- Sire: Alcimedes
- Grandsire: Alycidon
- Dam: Cuban Fox
- Damsire: Foxbridge
- Sex: Stallion
- Foaled: 1967
- Died: 1992
- Country: New Zealand
- Colour: Grey
- Breeder: Trelawney Stud
- Owner: Sir Walter Norwood
- Trainer: Eric Temperton

Major wins
- New Zealand St. Leger (1971) Melbourne Cup (1971)

= Silver Knight (horse) =

New Zealand-bred Thoroughbred racehorse

Silver Knight (1967−1992) was a grey New Zealand Thoroughbred racehorse stallion. He was by Alcimedes (GB), his dam Cuban Fox was by Foxbridge. He was bred by Seton Otway at the Trelawney Stud, Cambridge, New Zealand. It was here that Polo Prince, Hi Jinx, Macdougal, Foxzami and Hiraji were bred before also going on to win their Melbourne Cups.

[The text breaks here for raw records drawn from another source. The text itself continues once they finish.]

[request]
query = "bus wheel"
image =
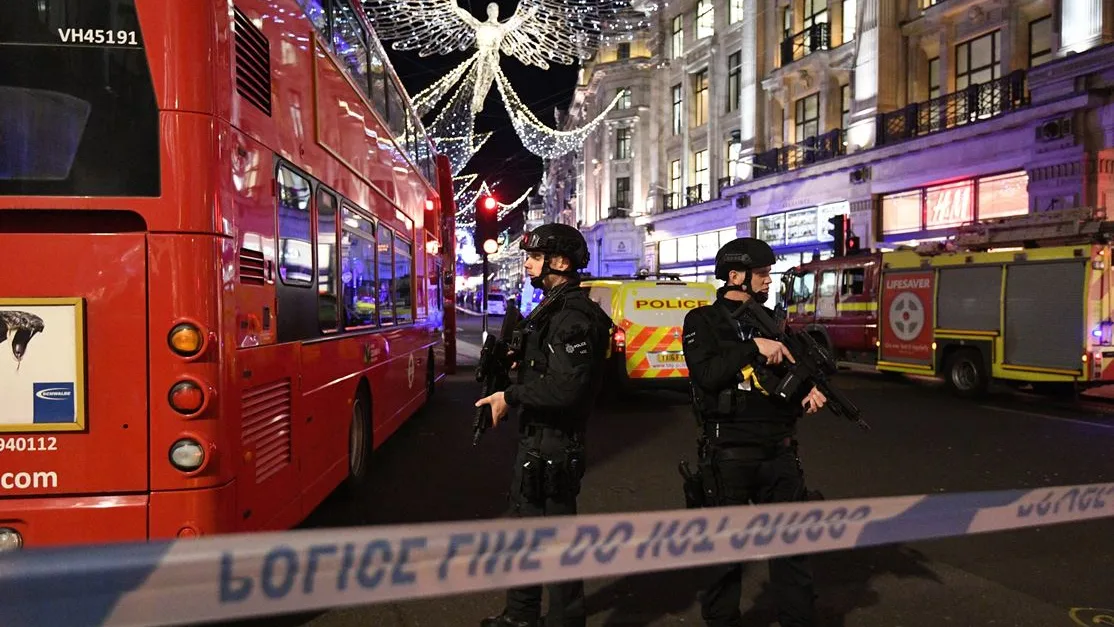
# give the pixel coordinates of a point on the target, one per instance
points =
(430, 378)
(359, 442)
(965, 373)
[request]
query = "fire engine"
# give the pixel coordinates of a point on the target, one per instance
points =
(1022, 301)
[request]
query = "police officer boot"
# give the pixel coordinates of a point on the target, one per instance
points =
(504, 620)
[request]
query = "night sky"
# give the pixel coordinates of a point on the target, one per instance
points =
(502, 162)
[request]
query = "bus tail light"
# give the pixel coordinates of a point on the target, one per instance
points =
(10, 540)
(186, 398)
(186, 340)
(187, 454)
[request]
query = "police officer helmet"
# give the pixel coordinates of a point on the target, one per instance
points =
(743, 254)
(558, 239)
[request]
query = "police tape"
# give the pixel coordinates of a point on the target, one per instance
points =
(250, 575)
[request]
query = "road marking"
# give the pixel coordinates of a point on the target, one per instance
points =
(1047, 417)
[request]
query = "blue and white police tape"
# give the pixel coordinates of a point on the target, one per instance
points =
(263, 574)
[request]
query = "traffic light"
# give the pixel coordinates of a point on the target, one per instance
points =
(839, 232)
(487, 225)
(843, 241)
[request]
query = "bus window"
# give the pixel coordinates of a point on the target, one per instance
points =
(358, 270)
(77, 117)
(403, 263)
(384, 297)
(350, 42)
(295, 254)
(326, 260)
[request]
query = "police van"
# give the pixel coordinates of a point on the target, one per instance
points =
(648, 313)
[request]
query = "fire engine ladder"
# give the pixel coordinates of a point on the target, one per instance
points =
(1031, 231)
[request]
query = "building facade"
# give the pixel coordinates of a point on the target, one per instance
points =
(770, 117)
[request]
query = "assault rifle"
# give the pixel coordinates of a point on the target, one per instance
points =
(494, 369)
(813, 363)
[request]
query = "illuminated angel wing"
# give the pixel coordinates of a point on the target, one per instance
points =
(564, 30)
(431, 27)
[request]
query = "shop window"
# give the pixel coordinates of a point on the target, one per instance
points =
(901, 213)
(1004, 195)
(949, 205)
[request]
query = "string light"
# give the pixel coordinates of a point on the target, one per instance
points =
(538, 32)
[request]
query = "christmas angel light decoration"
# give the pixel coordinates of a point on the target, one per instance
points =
(538, 32)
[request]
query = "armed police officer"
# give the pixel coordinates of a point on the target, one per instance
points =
(746, 448)
(558, 375)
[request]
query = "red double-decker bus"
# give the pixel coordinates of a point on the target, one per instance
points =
(227, 264)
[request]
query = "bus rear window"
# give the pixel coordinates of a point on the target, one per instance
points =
(78, 115)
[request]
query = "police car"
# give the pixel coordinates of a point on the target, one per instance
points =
(648, 312)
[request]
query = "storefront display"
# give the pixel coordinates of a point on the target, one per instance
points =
(953, 204)
(692, 256)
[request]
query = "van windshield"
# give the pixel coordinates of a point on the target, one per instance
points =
(665, 305)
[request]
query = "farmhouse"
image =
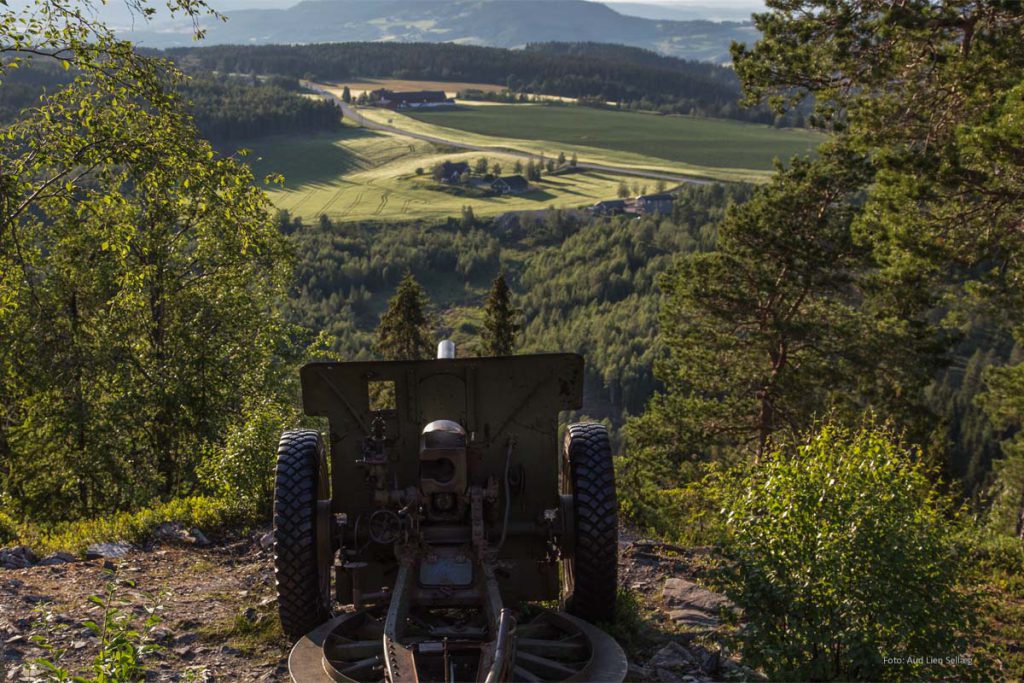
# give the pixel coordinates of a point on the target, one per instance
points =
(413, 99)
(451, 172)
(510, 184)
(608, 208)
(651, 204)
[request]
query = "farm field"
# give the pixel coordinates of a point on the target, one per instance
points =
(357, 87)
(451, 88)
(712, 143)
(360, 174)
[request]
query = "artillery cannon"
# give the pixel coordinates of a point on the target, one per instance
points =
(418, 546)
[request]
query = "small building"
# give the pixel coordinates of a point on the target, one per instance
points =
(413, 99)
(510, 184)
(651, 204)
(608, 208)
(451, 172)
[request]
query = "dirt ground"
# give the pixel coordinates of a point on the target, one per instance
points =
(217, 611)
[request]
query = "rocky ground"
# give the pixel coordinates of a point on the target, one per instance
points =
(216, 609)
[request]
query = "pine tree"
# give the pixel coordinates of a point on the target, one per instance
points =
(406, 331)
(500, 328)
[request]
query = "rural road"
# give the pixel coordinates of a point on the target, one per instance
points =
(353, 115)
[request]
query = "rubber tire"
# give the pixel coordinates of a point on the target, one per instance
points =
(589, 475)
(301, 479)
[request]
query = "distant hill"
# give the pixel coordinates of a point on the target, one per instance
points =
(493, 23)
(688, 12)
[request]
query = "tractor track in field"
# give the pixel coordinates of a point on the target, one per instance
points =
(352, 114)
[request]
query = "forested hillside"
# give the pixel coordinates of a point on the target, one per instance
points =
(494, 23)
(589, 287)
(635, 77)
(225, 110)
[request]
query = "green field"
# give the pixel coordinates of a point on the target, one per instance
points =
(360, 174)
(700, 142)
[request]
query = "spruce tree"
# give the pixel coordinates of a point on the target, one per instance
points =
(406, 331)
(500, 328)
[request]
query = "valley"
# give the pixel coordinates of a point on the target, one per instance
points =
(378, 167)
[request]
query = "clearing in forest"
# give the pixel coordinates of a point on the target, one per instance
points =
(359, 174)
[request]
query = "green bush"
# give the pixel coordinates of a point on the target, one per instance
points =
(844, 562)
(243, 470)
(8, 529)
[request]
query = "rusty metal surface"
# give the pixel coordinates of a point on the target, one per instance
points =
(494, 399)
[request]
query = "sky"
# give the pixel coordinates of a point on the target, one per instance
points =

He was the winner of the 1971 Melbourne Cup ridden by Bruce Marsh trained by Eric Temperton. He also won the 1971 New Zealand St. Leger.

At stud he sired four stakes winners of six stakes wins. His son, Black Knight, went on to win the 1984 Melbourne Cup.

==Namesake==
Australian rail operator CFCL Australia named locomotive CF4402 after the horse.